I appreciate your efforts there BB. You've covered all the main points. I think we cover some major topics here, East/West, male/female relations, what it means to be an expat etc....but society would have to become a lot more decadent for the Bangkok book scene to ever be considered mainstream. And we're still waiting for Dana's definitive novel. On a personal level I think I have to go along with Groucho....'I wouldn't join any club that would have me as a member.'
steve rosse
December 13, 2008, 22:15

"‘that Book’; a book that is good enough and mainstream enough to break out of the ghetto but is recognizably part of the movement." I nominate Jack Reynolds' "A Woman of Bangkok." It's one of the finest first novels I've ever read, in any genre. It was published in the West, not in Asia, and had a wide readership among people who had never, and never would, visit Thailand.
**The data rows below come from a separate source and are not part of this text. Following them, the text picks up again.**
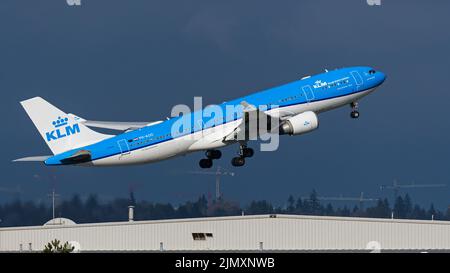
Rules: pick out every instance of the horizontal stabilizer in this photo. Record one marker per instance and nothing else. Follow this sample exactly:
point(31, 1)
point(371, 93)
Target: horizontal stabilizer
point(81, 156)
point(40, 158)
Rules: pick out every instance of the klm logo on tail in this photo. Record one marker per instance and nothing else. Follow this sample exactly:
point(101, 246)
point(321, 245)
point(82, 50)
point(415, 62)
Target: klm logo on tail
point(62, 129)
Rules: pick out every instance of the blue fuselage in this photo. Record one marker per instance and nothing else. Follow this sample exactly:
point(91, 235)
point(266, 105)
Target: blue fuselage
point(326, 86)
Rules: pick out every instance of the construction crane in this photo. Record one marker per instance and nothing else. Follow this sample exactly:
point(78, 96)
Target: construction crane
point(396, 187)
point(359, 199)
point(218, 173)
point(16, 191)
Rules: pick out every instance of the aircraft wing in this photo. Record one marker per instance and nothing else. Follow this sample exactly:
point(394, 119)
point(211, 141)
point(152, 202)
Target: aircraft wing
point(39, 158)
point(115, 125)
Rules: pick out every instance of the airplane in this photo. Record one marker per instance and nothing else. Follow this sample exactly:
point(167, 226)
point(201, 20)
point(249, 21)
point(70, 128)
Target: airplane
point(294, 106)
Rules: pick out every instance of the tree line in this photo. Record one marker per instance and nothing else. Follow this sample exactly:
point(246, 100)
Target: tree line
point(91, 210)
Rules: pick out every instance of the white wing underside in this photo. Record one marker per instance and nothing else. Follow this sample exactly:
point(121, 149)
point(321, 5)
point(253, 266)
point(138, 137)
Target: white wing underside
point(116, 125)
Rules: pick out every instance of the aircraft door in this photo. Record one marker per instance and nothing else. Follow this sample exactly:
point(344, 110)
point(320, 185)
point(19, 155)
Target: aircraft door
point(123, 146)
point(358, 79)
point(308, 92)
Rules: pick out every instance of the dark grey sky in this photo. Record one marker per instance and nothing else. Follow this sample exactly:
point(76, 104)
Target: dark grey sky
point(133, 60)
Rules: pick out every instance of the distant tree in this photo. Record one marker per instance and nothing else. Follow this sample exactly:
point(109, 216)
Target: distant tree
point(399, 208)
point(291, 204)
point(132, 198)
point(380, 210)
point(55, 247)
point(314, 204)
point(299, 206)
point(329, 211)
point(431, 212)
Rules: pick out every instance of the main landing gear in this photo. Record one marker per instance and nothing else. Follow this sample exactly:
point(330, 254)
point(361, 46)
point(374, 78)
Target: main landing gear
point(355, 112)
point(206, 163)
point(243, 153)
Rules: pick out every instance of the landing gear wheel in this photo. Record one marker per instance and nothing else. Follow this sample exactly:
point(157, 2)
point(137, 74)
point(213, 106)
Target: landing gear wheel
point(247, 152)
point(238, 161)
point(205, 163)
point(213, 154)
point(354, 114)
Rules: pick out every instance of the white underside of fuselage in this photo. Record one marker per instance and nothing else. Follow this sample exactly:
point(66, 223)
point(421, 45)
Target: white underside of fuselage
point(207, 139)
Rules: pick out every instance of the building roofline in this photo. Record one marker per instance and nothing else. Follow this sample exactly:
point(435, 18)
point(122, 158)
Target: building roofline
point(235, 218)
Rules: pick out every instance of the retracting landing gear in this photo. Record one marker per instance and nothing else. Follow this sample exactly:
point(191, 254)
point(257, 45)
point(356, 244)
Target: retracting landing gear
point(355, 112)
point(207, 162)
point(243, 153)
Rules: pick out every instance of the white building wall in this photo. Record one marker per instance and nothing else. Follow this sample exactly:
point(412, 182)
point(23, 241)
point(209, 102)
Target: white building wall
point(283, 232)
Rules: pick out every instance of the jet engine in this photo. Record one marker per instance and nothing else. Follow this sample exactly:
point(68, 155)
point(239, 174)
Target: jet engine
point(299, 124)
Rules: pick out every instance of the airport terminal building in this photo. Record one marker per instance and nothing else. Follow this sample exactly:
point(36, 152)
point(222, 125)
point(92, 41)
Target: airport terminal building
point(236, 233)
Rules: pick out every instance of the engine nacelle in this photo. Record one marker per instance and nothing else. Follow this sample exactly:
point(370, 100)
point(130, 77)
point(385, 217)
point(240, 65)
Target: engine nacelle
point(300, 124)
I think it stands head and shoulders over anything written about Thailand before or since.
korski
December 15, 2008, 10:40

"I think it stands head and shoulders over anything written about Thailand before or since."

Some claim. Gotta read it now.
Bysshe
December 15, 2008, 18:04

I would love to read this book (A Woman of Bangkok) since I have often heard it mentioned - but it has been out of print for a long time and is hard to get hold of.
Dana
December 15, 2008, 23:06

"I would love to read this book (A Woman of Bangkok) since I have often heard it mentioned - but it has been out of print for a long time and is hard to get hold of."

I got my copy by ordering it through the Interlibrary Loan program at the Boston Public Library--it came to me from some library in another state. A great program.